There is virtually no point in saving money whilst still harbouring expensive debt. In fact, paying this off is the first step towards a successful savings plan.
There’s a lot of pressure to build savings at present, with mortgages now requiring at least a 5 per cent deposit, and government pension reforms putting the onus back onto society to make their own provisions for later life.
But with an estimated 960,000 people in the UK struggling with credit card debt, the question is whether savings should really be top priority.
Reduce the Deficit
Simply put, debt costs more than saving earns. Cancel them out and you will be immediately better off.
To illustrate, someone who has £5,000 in a fixed-rate savings account will likely accrue around 2 per cent interest over a 12 month period, earning £100. If, alongside their savings, they have £5,000 on a credit card charging the average 13 per cent APR, they will pay £650 in interest over the same 12 month period.
In this instance, by paying off the debt instead of saving, you would automatically be £550 better off over the course of the year.
It’s Not an Excuse
Many people fall into the trap of not putting savings aside because they’re harbouring debt, but instead of concentrating their efforts to paying this off, they continue to make the minimum payment on their credit card or loan every month. Instead, it’s better to think of concentrating a big effort into eradicating debt as the first phase of a wider savings plan – so pay off as much as you possibly can each month!
If you think you can spare £60 a month, put it towards paying off debt rather than just paying off the bare minimum. It’s advisable to set a time frame for how quickly you can be debt free and making sure to stick to it – having goals will help you remain motivated and focussed.
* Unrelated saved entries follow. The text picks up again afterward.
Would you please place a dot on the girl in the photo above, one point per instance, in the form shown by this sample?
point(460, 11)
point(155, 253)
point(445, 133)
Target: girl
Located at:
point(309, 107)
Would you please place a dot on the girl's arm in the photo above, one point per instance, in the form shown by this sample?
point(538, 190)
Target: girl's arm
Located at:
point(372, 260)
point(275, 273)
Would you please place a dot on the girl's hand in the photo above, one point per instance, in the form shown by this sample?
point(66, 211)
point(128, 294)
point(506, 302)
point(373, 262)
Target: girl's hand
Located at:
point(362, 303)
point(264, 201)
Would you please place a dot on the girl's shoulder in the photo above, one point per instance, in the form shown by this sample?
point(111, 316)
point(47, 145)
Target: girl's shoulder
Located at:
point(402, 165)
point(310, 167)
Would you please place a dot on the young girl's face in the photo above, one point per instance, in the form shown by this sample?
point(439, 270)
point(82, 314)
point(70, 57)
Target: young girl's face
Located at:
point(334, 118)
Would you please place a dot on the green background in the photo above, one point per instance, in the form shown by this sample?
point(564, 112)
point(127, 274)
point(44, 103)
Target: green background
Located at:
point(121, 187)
What about My Emergency Pot?
There is a general hesitancy to let go of savings, even though clearing debt will help maximise savings over time. The idea of having some funds stashed away can create a false sense of security, however, whilst you still hold on to expensive debt, the interest you end up having to pay will probably swallow up any you could earn from a savings account.
However, if having no emergency fund makes you nervous, then perhaps it’s worth considering running one scheme beside the other. If you have that £60 per month, split it. Put £30 into saving and £30 into paying off that credit card.
Which Savings Account?
When you are ready to start contributing to a savings account, you will be faced with a wealth of different account options to choose from, including whether a tax-free Isa or a regular savings account would be the best option for your money. You will also need to consider whether you can afford to tie your savings up for a period of time, or would be more comfortable retaining access but accepting a lower return in interest.
Investing money into a savings account to secure the future financially is on everybody’s mind. However, only by being debt-free will you be in a position to maximise your incomings and start to prepare for the future.